The cult of the customer (experience)
by Hugh Kennedy
Anyone who feels their customers are locked up in loyalty and just dandy with their products may want to check out Adaptive Path’s recent presentation at Google headquarters.
The presentation was a bit of a pitch on their new book, Subject to Change, but it’s a lot more than that. If only to see what you can do to take some of the suck out of PowerPoint as a presentation tool it’s worth your while.
If I can take a swing at their core point, the only way to build a “long Wow” into today’s products for customers is to approach products as platforms that continue to get better, often with Web-based updates that take the pressure off trying to predict every new feature that’s needed in the first generation.
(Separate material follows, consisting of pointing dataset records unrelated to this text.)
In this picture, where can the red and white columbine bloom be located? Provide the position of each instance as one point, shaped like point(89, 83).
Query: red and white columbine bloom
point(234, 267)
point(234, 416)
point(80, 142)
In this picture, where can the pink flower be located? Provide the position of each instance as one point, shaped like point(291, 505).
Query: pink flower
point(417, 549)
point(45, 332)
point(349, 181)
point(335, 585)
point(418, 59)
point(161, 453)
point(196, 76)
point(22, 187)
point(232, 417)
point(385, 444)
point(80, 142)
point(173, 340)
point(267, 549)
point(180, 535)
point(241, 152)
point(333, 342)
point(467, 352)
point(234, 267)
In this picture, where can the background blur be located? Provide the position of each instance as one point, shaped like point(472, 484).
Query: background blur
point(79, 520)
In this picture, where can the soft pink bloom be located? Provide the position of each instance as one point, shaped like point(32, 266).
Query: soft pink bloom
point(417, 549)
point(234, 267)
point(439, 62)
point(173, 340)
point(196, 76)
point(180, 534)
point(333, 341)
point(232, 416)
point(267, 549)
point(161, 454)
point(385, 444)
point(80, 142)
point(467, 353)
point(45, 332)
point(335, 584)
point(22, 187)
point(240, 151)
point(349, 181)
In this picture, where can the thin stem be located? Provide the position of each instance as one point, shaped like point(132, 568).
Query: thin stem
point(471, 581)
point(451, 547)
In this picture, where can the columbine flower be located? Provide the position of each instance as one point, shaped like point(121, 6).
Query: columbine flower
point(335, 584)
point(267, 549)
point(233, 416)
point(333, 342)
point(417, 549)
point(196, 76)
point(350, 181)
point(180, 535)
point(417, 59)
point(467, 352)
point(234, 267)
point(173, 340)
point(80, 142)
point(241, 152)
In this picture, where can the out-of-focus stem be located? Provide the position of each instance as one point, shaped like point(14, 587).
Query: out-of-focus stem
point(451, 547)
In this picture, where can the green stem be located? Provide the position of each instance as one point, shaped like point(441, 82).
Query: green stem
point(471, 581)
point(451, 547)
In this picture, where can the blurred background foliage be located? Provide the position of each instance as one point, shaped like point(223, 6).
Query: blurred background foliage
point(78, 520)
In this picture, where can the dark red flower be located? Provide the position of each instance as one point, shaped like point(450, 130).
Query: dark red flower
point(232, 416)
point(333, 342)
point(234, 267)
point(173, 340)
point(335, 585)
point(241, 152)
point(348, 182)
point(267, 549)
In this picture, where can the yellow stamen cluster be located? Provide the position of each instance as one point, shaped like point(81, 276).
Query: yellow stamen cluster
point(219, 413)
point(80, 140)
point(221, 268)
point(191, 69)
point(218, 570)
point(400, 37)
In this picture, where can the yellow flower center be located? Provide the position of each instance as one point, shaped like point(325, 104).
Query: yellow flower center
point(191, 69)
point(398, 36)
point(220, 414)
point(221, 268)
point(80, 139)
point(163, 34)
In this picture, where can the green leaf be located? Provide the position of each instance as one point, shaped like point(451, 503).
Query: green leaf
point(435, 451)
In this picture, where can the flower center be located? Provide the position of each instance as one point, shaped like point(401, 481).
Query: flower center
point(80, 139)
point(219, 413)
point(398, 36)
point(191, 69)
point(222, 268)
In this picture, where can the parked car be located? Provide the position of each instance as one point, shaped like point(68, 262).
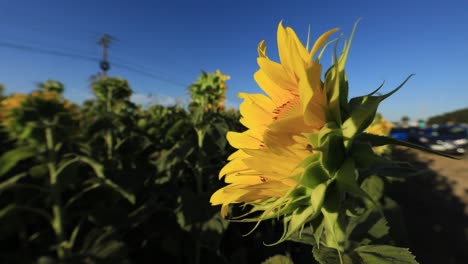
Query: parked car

My favorite statistic here, from a 2003 Bain study, is that of 362 companies surveyed, 95% felt they were customer-focused, 80% felt they delivered superior experiences, whereas only 8% of those companies’ actual customers felt the same way. Clearly, the bulk of these companies did not (and probably still do not) internalize and operate each day with the goal of superior experience as a customer priority.
Some of their support points:
* Focus on experience and use it as a strategy.
* Focus on the lives of customers and understand people as people (versus stats or even personas).
* Embrace complexity and use systems to support experiences.
* Focus on design as an ongoing activity not an aesthetic practice.
If you have a free hour during August, give it a look.